A cinq ans, la marque espère gravir les échelons jusqu’à la première place des ventes en Europe.

L’accord exclusif avec l’European Tour n’est sans doute pas anodin dans cette perspective.

Les dirigeants veulent désormais transformer cette marque américaine en marque mondiale.

Plus que d’annoncer des chiffres, comme 11% plus léger ou 25% plus durable, OGIO entend miser sur le fait d’être une marque Lifestyle.

En même temps, c’est plus pertinent de miser sur l’effet de mode ou l’effet de création de valeur que sur les seuls arguments techniques alors que les consommateurs les regardent assez peu.
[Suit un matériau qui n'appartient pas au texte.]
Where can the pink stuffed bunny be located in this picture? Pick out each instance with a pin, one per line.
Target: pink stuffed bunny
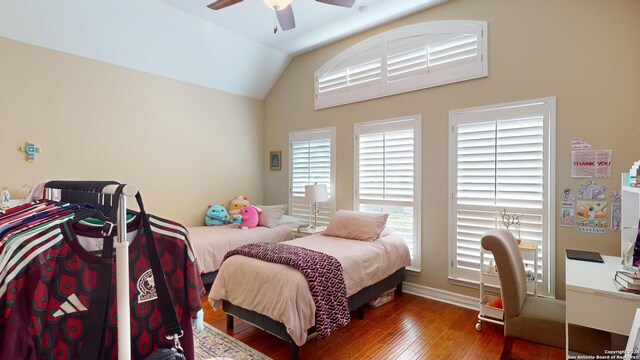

Ils veulent, nous voulons, globalement des beaux sacs, durables, qualitatifs, et pratiques. Dans le détail, la bataille des pourcentages nous importent peu.

En fin de compte, OGIO veut s’installer, et capitaliser sur une position assez unique sur le marché de la bagagerie, et pas seulement golf.

Apporter aux consommateurs des produits inspirés du sport de haut niveau, mais utilisable et portable dans la vie de tous les jours !

La marque veut s’adresser aux actifs qui le matin en quittant leur maison emportent deux choses : Un smartphone, et un sac à dos !

Enfin, spécifiquement pour le golf, OGIO veut dédier ses produits aux golfeurs qui ne sont pas nécessairement intéressés par le fait d’emmener un sac brandé avec le nom d’une marque de clubs, mais au contraire, désirent tout simplement le meilleur sac possible, sans se soucier du marketing, et sont prêts à payer le prix.

A ce titre, la gamme de sacs à dos comprend des prix allant de 70 à 180 euros, avec un cœur de gamme entre 100 et 150 euros, notamment les sacs 320 et 525.